By : Motazella (senni@hervemagazine.com)
Dear Alia.
Malam ini aku tahu kamu pasti sedang tidur nyenyak. Kamu selalu tidur nyenyak sejak seminggu yang lalu, meninggalkan aku yang saat ini tengah memanfaatkan waktu insomniaku untuk menulis kepadamu. Berharap agar tiap kata yang tertulis semakin memberatkan mataku untuk segera menutup dan pergi ke alam mimpi.
Alia, tiba-tiba saja aku ingin bertemu denganmu, menyisir pelan rambut panjangmu. Seperti dulu. Ya, seperti dulu. Aku hapal sekali kebiasaanmu, kamu merasakan kepuasan tersendiri saat orang lain menyisir rambutmu. Kamu mengalami orgasme, kamu bilang. Dan kamu selalu memanggilku jika hasratmu ingin terpuaskan.
Aku pribadi senang sekali kamu dapat memberiku kesempatan untuk dapat menyisir rambut indahmu itu, Alia. Kamu tahu secara pasti, aku tidak ada kesempatan untuk menumbuhkan rambut, setidaknya untuk saat ini, Alia. Tapi aku senang, dulu kamu selalu peduli denganku, membelikanku wig beraneka macam untuk menghiasi kepala gundulku ini. Kamu bahkan bilang aku sebetulnya cantik sekali dalam keadaan gundul, meski aku tahu itu yang disebut Mama sebagai “menyenangkan hati orang lain”. Mama memang mendidik kita untuk dapat selalu menyenangkan hati orang lain, tidak membuat orang lain tersakiti hatinya. Dan itu ternyata berpengaruh kepada sifat kita, Alia. Kamu, dan juga aku.

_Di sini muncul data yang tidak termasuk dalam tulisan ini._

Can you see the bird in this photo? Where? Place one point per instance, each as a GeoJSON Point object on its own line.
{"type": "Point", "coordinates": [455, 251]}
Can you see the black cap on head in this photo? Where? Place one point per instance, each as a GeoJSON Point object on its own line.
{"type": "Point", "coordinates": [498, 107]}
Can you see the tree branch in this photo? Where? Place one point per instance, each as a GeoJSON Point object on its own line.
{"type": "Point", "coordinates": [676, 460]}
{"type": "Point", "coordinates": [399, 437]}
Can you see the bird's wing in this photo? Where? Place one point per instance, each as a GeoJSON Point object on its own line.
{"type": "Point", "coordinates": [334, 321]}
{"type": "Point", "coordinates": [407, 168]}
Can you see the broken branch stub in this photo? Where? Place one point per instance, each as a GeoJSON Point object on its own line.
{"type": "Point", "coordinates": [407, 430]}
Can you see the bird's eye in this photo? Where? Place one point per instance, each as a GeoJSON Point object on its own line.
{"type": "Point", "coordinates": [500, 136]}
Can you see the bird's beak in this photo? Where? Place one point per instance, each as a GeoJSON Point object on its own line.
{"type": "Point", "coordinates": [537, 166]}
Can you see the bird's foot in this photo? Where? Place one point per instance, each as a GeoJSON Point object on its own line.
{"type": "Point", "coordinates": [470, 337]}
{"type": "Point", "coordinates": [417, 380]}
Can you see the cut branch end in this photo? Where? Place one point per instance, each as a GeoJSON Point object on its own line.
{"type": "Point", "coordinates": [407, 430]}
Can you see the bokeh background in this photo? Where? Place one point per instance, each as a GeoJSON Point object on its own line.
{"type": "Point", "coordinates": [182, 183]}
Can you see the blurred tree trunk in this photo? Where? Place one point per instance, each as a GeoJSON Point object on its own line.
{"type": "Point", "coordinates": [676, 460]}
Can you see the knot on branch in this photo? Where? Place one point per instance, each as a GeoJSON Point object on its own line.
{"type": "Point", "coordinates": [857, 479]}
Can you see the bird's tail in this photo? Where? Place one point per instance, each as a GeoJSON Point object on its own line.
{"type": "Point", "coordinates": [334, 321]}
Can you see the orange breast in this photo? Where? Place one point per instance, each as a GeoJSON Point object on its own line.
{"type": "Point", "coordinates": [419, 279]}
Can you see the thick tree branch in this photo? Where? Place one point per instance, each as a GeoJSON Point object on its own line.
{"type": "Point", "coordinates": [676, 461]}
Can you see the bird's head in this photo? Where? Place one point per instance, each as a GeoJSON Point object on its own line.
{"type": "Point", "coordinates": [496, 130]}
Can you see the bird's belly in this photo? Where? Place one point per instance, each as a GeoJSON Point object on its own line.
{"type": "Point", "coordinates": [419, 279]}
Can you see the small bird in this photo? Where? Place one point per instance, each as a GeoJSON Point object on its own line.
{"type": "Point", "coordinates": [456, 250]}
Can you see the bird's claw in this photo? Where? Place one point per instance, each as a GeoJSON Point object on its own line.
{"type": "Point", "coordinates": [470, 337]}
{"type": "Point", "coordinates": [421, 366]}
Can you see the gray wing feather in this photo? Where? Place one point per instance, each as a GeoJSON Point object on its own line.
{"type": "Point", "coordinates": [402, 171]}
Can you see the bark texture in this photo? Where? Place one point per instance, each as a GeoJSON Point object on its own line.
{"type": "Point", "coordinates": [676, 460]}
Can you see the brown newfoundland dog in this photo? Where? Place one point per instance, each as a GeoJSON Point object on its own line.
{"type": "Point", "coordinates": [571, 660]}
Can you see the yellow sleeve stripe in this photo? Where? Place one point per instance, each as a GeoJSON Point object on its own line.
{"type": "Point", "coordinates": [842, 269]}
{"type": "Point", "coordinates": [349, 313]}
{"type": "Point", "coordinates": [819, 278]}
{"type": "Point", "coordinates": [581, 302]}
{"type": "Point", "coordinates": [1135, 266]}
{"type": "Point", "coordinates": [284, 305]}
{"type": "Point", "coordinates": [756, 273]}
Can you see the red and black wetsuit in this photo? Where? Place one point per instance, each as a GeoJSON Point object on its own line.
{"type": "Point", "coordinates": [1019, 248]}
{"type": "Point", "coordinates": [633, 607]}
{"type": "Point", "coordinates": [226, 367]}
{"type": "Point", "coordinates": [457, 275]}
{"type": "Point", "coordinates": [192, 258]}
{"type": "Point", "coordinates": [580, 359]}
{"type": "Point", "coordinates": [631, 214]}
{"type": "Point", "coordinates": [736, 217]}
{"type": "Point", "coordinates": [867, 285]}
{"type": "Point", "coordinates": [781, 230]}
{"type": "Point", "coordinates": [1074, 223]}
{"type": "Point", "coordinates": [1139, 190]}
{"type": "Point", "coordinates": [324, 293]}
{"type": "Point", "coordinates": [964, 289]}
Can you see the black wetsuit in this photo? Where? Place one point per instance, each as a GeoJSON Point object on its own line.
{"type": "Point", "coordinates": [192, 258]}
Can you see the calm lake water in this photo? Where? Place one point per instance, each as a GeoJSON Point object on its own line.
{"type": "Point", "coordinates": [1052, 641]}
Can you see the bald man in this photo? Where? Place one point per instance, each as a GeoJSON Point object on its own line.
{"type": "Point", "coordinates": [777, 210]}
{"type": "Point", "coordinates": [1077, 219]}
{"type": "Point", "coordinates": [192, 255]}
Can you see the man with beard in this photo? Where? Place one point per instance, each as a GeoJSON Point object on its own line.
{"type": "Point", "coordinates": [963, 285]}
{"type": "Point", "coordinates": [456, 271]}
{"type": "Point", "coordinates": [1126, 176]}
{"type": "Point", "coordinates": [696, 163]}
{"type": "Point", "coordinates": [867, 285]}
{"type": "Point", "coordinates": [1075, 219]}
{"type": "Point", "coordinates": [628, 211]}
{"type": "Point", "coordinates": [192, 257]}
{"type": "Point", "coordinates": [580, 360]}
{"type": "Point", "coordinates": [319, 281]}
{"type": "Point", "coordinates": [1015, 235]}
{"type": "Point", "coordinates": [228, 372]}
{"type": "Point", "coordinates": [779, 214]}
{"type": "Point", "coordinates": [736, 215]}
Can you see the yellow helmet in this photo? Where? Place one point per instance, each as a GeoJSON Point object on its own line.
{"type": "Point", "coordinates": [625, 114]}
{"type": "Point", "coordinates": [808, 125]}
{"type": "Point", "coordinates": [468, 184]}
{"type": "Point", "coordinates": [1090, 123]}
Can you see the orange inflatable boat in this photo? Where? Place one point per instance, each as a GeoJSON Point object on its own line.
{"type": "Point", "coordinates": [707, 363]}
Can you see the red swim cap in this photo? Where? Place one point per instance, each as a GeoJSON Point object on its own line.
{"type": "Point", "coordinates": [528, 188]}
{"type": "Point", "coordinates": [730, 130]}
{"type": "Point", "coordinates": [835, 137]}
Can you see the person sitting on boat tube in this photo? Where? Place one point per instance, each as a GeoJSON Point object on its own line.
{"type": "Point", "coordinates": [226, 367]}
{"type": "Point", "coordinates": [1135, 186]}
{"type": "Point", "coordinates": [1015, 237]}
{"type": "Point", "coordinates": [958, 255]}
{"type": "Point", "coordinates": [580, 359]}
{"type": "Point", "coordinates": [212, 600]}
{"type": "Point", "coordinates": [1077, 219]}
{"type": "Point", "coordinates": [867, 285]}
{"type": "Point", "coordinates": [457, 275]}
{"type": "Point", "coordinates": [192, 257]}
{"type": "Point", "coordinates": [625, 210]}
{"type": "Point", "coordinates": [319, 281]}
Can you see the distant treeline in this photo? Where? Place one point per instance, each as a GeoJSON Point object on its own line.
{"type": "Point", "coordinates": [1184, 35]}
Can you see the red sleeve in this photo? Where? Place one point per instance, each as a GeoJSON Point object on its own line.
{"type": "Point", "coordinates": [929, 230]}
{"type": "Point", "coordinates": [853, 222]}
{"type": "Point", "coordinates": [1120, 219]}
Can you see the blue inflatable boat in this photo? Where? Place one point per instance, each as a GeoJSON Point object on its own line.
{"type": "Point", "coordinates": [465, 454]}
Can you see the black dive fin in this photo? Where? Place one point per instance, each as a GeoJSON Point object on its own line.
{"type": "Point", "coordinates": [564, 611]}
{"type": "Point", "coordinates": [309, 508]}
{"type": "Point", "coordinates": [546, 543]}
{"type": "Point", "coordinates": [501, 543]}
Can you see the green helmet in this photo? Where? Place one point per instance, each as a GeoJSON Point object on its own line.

Saat menuliskan ini, aku tengah memakai wig rambut panjang bergelombang berwarna ungu, lagi-lagi pemberianmu. Papa dan Mama memang membelikanku wig lainnya, namun aku hanya ingin memakai wig darimu, entahlah, mulanya sejak seminggu yang lalu. Aku merasa dengan memakai wig ini, kamu sedang tengah menyatu denganku, dalam satu waktu. Padahal aku tahu, kamu tengah berada jauh sekali dariku. Alia, aku rindu.
Alia, masa kanak-kanak kita selalu kita habiskan bersama. Memori itu tiba-tiba saja muncul saat aku tengah menulis di diary-ku ini. Dulu kita selalu memakai baju yang sama, sampai orang-orang tidak dapat membedakan kita satu sama lain, wajah kita identik, baju kita identik. Haha, jika aku mengingatnya, aku hanya bisa tersenyum, Alia. Kenangan memang diadakan oleh Tuhan untuk mengisi ruang otak kita yang kosong. Kadang itu membuatku tetap semangat untuk hidup, Alia.
Tapi ada satu hal kini yang membuatku tidak semangat hidup, hidupku kini seolah berlumurkan dosa kental yang menghiasi wajahku, hatiku, juga seluruh jiwaku. Saat itulah saat aku mulai mengenal Beno, tepatnya saat kamu mengenalkan Beno kepadaku. Disini, di rumah sakit ini.
Aku baru saja selesai kemoterapi dan tengah dilanda rasa mual yang begitu dahsyat, saat kamu dan Beno memasuki kamarku. Kamu segera mendekatiku untuk memasangkan wig kepadaku,--aku ingat, itu wig rambut pendek berwarna merah—dan mulai mengelus-elus punggungku untuk membantu meredakan mualku. Kamu selalu tahu, saat bertemu orang asing, aku tidak mau mereka melihatku dalam keadaan kepala gundul. Alia, kamu memang sangat mererti aku.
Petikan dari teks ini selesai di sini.